Quanto sta accadendo all’Ilva di Taranto è inverosimile, anche perché questa situazione pone ancora una volta il nostro Paese sotto i riflettori del mondo; purtroppo non per un fatto positivo.
L’Ilva chiude e a rischio ci sono migliaia di posti di lavoro: intorno allo stabilimento ruota un fitto apparato economico che sostiene non solo il Sud ma l’Italia intera. Infatti si tratta dell’impianto siderurgico più importante del Paese e il secondo d’Europa; perciò la sua chiusura mette certamente in ginocchio l’economia nostrana già appiattita da una situazione non proprio rosea. E se da un lato c’è il problema del lavoro – che non può certo essere risolto con una cassa integrazione per i 5mila lavoratori, dato che ci sono altre imprese, con operai e personale, che si reggono sull’Ilva – dall’altro si avverte l’impellente necessità di risanare l’ambiente, in quanto, dopo sette anni di indagini, si è scoperto che non sono state rispettate le norme basilari per la tutela della salute pubblica. L’impianto sorge in uno dei più grandi quartieri di Taranto. E a questo punto alcune domande sorgono spontanee: come mai non sono stati effettuati controlli a tappeto nel corso di questi lunghi anni? L’Ilva, nata dall’iniziativa di industriali del Nord, è passata allo Stato che ha aperto gli stabilimenti di Genova, Napoli e Taranto. Infine negli anni Ottanta è stata rilevata dal gruppo siderurgico Riva. Possibile che in questo periodo nessuno ha effettuato verifiche? E i funzionari dello Stato nel frattempo dove erano? Domande a cui nessuno vuole dare una risposta, perché come è nel costume italiano si è già trovato il capro espiatorio…

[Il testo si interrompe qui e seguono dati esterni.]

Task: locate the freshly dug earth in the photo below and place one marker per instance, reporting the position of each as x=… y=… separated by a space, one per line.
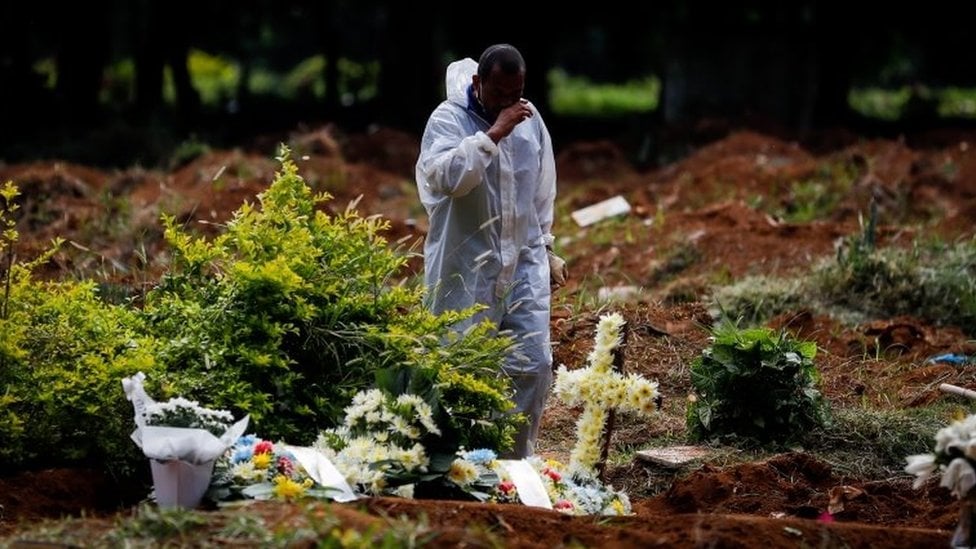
x=716 y=202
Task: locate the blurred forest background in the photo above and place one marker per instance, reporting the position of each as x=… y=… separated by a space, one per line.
x=121 y=82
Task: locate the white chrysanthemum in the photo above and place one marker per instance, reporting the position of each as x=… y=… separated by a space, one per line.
x=959 y=477
x=462 y=472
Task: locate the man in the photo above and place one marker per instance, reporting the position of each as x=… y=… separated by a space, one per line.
x=487 y=178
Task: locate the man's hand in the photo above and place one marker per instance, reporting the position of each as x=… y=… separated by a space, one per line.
x=508 y=118
x=558 y=272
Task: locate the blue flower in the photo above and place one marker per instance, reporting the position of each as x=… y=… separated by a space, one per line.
x=242 y=453
x=481 y=456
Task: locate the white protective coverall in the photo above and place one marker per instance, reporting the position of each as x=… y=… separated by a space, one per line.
x=490 y=210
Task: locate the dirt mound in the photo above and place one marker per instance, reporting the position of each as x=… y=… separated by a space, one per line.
x=719 y=214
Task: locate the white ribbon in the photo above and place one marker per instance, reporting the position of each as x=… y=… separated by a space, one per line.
x=323 y=472
x=528 y=483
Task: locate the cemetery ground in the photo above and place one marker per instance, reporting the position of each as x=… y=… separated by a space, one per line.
x=741 y=205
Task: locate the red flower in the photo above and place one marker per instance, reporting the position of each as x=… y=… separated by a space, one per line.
x=553 y=474
x=285 y=466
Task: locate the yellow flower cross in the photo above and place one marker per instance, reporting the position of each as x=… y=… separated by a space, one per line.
x=601 y=389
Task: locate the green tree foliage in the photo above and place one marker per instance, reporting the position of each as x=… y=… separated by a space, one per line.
x=291 y=311
x=63 y=352
x=755 y=385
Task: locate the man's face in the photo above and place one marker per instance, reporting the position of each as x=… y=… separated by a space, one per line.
x=500 y=90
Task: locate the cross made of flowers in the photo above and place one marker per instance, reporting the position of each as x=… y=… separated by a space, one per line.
x=601 y=389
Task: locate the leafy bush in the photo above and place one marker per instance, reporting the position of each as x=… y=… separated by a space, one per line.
x=290 y=312
x=756 y=385
x=62 y=354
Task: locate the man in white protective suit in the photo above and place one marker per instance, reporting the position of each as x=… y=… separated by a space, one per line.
x=487 y=178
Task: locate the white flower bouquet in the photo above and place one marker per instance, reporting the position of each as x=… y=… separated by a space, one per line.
x=954 y=457
x=181 y=440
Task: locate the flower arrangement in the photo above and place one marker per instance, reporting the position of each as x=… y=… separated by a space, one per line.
x=379 y=446
x=954 y=457
x=599 y=388
x=392 y=442
x=180 y=412
x=261 y=469
x=481 y=475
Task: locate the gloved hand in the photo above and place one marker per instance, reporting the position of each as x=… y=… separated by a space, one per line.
x=558 y=273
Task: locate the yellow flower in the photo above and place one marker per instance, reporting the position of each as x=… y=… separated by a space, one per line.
x=262 y=461
x=286 y=488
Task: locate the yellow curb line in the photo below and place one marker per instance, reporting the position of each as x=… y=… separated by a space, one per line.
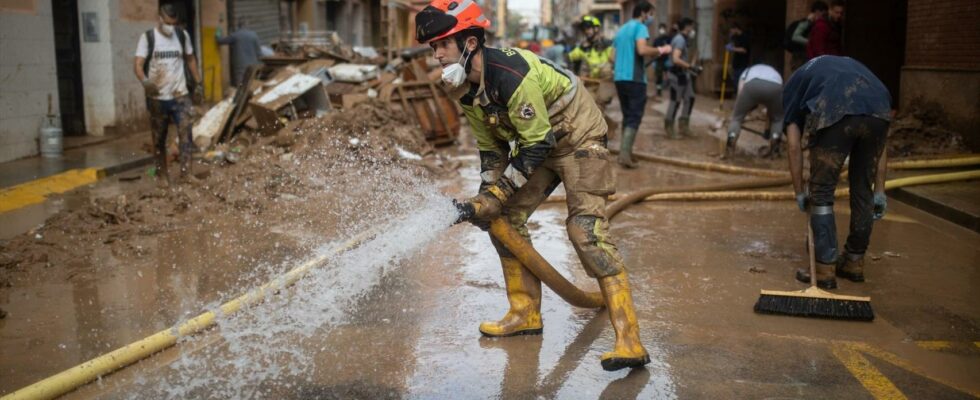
x=36 y=191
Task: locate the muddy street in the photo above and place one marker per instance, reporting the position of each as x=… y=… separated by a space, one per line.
x=397 y=316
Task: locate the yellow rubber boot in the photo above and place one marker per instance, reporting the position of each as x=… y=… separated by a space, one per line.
x=524 y=295
x=628 y=351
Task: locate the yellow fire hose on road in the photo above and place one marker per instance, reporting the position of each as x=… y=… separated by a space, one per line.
x=540 y=267
x=839 y=193
x=949 y=162
x=72 y=378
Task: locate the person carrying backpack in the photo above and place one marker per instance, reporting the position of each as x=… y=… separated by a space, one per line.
x=798 y=32
x=166 y=66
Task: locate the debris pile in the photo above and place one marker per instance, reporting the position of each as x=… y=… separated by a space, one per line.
x=921 y=130
x=301 y=175
x=315 y=75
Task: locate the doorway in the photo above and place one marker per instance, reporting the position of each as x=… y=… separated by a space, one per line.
x=874 y=34
x=68 y=56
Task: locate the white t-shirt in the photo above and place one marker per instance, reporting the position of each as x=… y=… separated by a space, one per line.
x=167 y=65
x=761 y=71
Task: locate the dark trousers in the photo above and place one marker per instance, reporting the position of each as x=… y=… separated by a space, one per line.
x=162 y=113
x=863 y=139
x=633 y=101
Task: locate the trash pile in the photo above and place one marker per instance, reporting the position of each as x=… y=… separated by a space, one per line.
x=292 y=149
x=311 y=78
x=921 y=130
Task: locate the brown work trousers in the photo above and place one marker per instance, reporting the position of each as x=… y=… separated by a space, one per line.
x=588 y=176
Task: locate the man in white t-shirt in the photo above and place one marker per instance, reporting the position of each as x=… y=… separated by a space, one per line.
x=759 y=84
x=160 y=66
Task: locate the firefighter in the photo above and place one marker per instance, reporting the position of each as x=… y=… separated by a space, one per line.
x=595 y=54
x=536 y=127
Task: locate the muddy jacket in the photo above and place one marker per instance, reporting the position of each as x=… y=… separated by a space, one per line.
x=597 y=58
x=828 y=88
x=517 y=111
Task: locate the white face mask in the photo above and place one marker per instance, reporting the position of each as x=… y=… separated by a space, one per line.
x=454 y=74
x=165 y=28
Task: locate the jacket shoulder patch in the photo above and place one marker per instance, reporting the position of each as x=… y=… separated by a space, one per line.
x=526 y=111
x=505 y=72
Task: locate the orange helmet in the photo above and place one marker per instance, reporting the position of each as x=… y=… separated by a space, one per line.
x=444 y=18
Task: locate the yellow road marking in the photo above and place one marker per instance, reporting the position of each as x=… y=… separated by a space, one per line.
x=934 y=345
x=35 y=191
x=857 y=364
x=873 y=380
x=906 y=365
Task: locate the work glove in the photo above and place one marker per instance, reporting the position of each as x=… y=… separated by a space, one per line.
x=150 y=88
x=881 y=203
x=803 y=201
x=478 y=210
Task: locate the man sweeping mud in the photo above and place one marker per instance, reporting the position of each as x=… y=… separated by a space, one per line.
x=844 y=110
x=536 y=127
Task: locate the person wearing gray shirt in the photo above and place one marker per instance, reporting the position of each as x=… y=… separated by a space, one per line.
x=245 y=50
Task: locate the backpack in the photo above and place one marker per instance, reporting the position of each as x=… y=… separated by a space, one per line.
x=788 y=42
x=182 y=38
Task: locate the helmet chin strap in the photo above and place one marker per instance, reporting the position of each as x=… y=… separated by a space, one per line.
x=466 y=54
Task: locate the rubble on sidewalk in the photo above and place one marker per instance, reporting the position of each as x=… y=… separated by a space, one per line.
x=921 y=129
x=298 y=128
x=317 y=74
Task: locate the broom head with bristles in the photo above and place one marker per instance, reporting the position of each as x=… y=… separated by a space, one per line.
x=814 y=302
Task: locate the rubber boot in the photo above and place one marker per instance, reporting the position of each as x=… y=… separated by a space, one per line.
x=669 y=128
x=626 y=148
x=825 y=276
x=851 y=267
x=730 y=145
x=628 y=351
x=685 y=126
x=524 y=295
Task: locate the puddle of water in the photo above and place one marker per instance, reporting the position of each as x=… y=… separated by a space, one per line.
x=273 y=345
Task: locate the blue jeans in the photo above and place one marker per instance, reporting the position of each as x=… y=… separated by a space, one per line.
x=633 y=100
x=162 y=112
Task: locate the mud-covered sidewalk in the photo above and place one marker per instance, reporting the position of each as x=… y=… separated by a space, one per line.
x=398 y=317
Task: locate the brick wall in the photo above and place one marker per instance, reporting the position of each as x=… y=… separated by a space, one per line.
x=943 y=33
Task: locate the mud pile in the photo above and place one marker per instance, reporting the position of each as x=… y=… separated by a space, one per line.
x=920 y=130
x=300 y=176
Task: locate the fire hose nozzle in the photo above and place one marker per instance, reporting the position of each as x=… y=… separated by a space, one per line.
x=465 y=210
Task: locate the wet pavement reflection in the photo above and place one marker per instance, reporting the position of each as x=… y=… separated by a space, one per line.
x=411 y=331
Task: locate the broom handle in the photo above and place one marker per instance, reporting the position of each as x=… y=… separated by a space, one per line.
x=813 y=257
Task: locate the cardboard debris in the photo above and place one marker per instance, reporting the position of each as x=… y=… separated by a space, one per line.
x=209 y=127
x=355 y=73
x=312 y=74
x=298 y=96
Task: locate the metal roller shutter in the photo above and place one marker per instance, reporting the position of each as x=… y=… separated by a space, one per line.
x=262 y=17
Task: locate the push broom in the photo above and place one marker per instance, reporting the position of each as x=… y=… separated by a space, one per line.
x=812 y=301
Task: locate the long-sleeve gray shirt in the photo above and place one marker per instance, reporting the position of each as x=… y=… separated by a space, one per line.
x=245 y=51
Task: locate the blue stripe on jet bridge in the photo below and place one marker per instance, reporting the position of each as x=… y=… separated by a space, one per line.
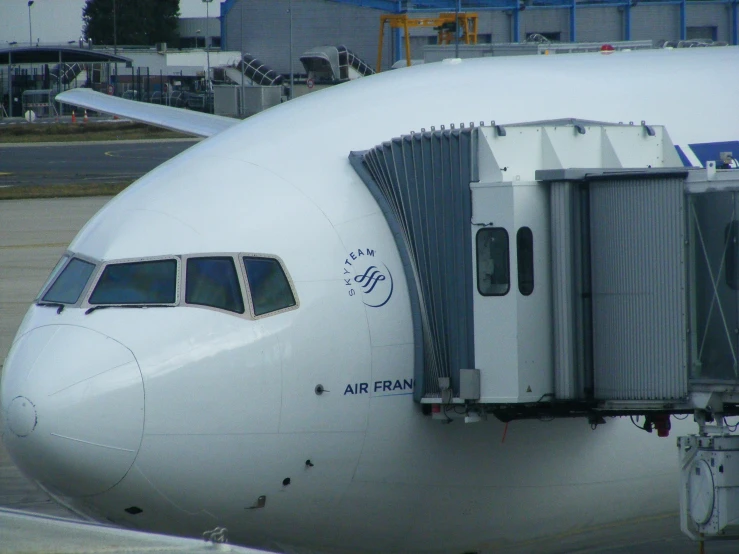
x=711 y=151
x=683 y=157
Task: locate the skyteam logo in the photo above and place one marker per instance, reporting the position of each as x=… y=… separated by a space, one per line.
x=367 y=276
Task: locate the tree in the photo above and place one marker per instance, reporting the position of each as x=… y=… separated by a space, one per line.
x=137 y=22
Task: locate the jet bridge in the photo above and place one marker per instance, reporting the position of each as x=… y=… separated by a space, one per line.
x=564 y=269
x=574 y=269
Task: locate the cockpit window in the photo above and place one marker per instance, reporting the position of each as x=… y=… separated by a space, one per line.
x=153 y=282
x=54 y=272
x=270 y=289
x=214 y=282
x=70 y=283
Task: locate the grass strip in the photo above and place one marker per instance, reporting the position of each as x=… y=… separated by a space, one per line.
x=24 y=192
x=66 y=132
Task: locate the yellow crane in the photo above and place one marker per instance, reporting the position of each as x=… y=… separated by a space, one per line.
x=444 y=23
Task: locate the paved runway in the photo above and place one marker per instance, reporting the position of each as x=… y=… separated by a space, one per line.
x=80 y=162
x=34 y=234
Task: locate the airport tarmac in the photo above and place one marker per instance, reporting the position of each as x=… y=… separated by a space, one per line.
x=84 y=162
x=33 y=235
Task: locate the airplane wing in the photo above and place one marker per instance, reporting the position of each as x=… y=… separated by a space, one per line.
x=175 y=119
x=28 y=532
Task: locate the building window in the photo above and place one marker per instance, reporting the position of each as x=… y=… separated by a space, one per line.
x=525 y=257
x=269 y=287
x=544 y=37
x=213 y=282
x=152 y=282
x=707 y=32
x=493 y=267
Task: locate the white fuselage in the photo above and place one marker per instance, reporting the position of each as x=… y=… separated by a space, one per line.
x=191 y=414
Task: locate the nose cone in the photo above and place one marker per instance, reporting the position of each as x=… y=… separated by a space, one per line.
x=72 y=401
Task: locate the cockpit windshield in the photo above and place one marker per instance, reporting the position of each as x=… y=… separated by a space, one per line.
x=214 y=282
x=270 y=289
x=151 y=282
x=70 y=283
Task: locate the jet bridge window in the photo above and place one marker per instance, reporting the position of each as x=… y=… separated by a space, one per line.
x=152 y=282
x=214 y=282
x=731 y=240
x=525 y=258
x=493 y=267
x=70 y=283
x=269 y=286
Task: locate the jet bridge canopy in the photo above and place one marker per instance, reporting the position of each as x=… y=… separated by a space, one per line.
x=541 y=290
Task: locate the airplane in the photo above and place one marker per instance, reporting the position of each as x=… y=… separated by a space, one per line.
x=230 y=342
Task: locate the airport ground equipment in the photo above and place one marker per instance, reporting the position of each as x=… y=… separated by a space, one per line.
x=333 y=64
x=257 y=72
x=605 y=290
x=574 y=269
x=445 y=24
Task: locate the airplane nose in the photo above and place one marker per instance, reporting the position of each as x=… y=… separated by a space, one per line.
x=72 y=402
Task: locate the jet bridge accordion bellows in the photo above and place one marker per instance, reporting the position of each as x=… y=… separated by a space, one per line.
x=422 y=183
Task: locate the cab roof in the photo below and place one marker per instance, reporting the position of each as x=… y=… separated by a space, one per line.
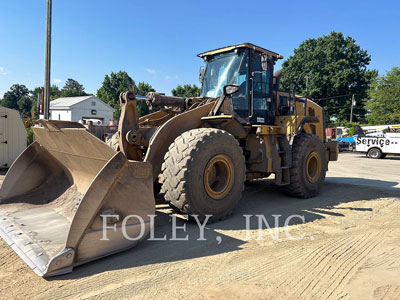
x=244 y=45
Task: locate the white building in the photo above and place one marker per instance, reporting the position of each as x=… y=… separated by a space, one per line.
x=80 y=108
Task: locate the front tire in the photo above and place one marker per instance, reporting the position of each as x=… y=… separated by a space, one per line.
x=374 y=153
x=204 y=173
x=309 y=165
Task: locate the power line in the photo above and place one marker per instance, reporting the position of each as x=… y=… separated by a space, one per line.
x=333 y=97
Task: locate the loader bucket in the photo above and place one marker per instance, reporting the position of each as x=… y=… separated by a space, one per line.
x=69 y=199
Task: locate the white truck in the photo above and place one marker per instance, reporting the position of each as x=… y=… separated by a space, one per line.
x=379 y=146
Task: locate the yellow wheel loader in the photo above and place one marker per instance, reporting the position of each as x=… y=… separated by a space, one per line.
x=69 y=198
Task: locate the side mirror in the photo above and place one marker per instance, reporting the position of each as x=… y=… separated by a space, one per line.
x=230 y=89
x=264 y=62
x=201 y=74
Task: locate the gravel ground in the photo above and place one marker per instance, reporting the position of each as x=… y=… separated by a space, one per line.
x=348 y=247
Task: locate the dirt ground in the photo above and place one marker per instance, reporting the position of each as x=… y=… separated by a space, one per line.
x=350 y=249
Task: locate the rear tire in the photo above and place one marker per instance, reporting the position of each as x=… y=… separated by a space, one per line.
x=203 y=173
x=375 y=153
x=309 y=165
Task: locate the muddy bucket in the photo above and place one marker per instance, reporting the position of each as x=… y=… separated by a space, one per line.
x=69 y=199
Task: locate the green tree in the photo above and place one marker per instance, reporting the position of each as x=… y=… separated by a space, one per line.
x=25 y=106
x=143 y=89
x=33 y=95
x=337 y=66
x=116 y=83
x=72 y=88
x=186 y=91
x=384 y=99
x=11 y=98
x=112 y=86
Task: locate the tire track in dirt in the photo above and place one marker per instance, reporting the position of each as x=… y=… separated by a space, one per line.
x=387 y=292
x=323 y=274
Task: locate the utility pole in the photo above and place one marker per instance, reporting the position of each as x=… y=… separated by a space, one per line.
x=46 y=109
x=351 y=110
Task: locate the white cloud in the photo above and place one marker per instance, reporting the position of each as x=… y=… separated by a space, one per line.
x=151 y=71
x=56 y=80
x=174 y=77
x=3 y=71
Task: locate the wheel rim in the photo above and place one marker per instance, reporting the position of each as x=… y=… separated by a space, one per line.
x=313 y=167
x=374 y=153
x=218 y=176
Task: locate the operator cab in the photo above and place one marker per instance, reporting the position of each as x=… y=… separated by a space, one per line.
x=251 y=69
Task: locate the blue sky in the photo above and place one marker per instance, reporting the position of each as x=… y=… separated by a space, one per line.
x=157 y=41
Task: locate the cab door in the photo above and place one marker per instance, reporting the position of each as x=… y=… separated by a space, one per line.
x=261 y=93
x=3 y=140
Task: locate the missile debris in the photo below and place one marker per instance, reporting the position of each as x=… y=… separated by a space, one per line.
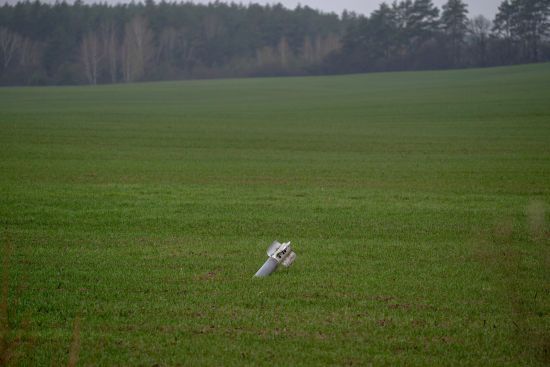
x=279 y=253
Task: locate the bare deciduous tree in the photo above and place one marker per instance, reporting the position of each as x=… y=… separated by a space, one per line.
x=479 y=29
x=137 y=49
x=110 y=49
x=9 y=42
x=91 y=55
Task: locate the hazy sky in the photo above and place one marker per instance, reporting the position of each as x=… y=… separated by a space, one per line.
x=485 y=7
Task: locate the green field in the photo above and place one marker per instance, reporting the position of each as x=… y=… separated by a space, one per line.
x=134 y=216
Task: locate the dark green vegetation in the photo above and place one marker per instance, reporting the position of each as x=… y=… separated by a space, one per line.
x=59 y=43
x=417 y=204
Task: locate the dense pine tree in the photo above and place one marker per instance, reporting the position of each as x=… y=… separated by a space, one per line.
x=98 y=43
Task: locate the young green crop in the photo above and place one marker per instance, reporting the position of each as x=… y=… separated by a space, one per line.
x=133 y=218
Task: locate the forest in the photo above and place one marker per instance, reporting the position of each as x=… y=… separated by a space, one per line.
x=78 y=43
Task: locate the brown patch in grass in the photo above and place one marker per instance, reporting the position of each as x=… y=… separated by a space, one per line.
x=205 y=277
x=536 y=221
x=383 y=322
x=6 y=346
x=74 y=352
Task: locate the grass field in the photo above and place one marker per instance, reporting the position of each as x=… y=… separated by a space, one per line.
x=134 y=216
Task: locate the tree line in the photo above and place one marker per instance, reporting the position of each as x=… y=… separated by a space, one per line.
x=77 y=43
x=413 y=35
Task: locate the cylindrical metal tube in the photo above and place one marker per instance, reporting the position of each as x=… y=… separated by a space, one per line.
x=267 y=268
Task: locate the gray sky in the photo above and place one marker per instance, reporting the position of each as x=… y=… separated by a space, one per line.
x=476 y=7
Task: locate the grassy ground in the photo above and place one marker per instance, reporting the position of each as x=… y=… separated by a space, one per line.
x=134 y=216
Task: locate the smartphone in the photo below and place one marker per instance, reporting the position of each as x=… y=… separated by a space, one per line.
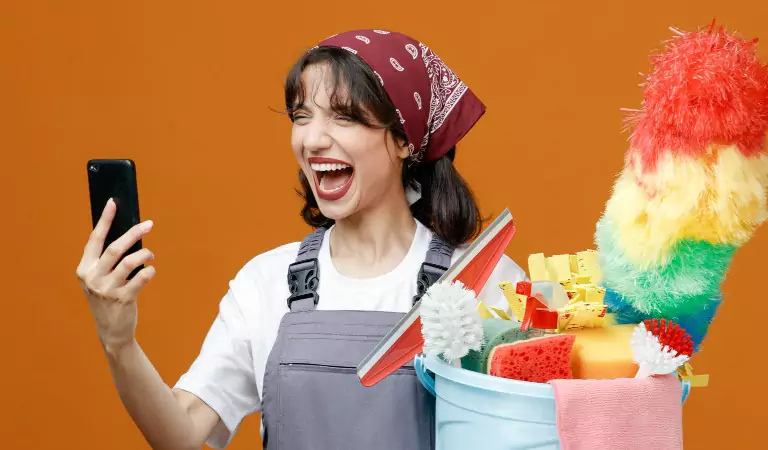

Intanto domani si svolgerà il consiglio di amministrazione dell’Ilva e l’azienda incontrerà i sindacati, mentre giovedì, alle 15, a Palazzo Chigi ci sarà un incontro tra il Governo le parti sociali e gli amministratori locali. Staremo a vedere.
Cultura e Culture, nel pieno rispetto della sua linea editoriale, manterrà alta l’attenzione su una vicenda che riguarda tutta l’Italia.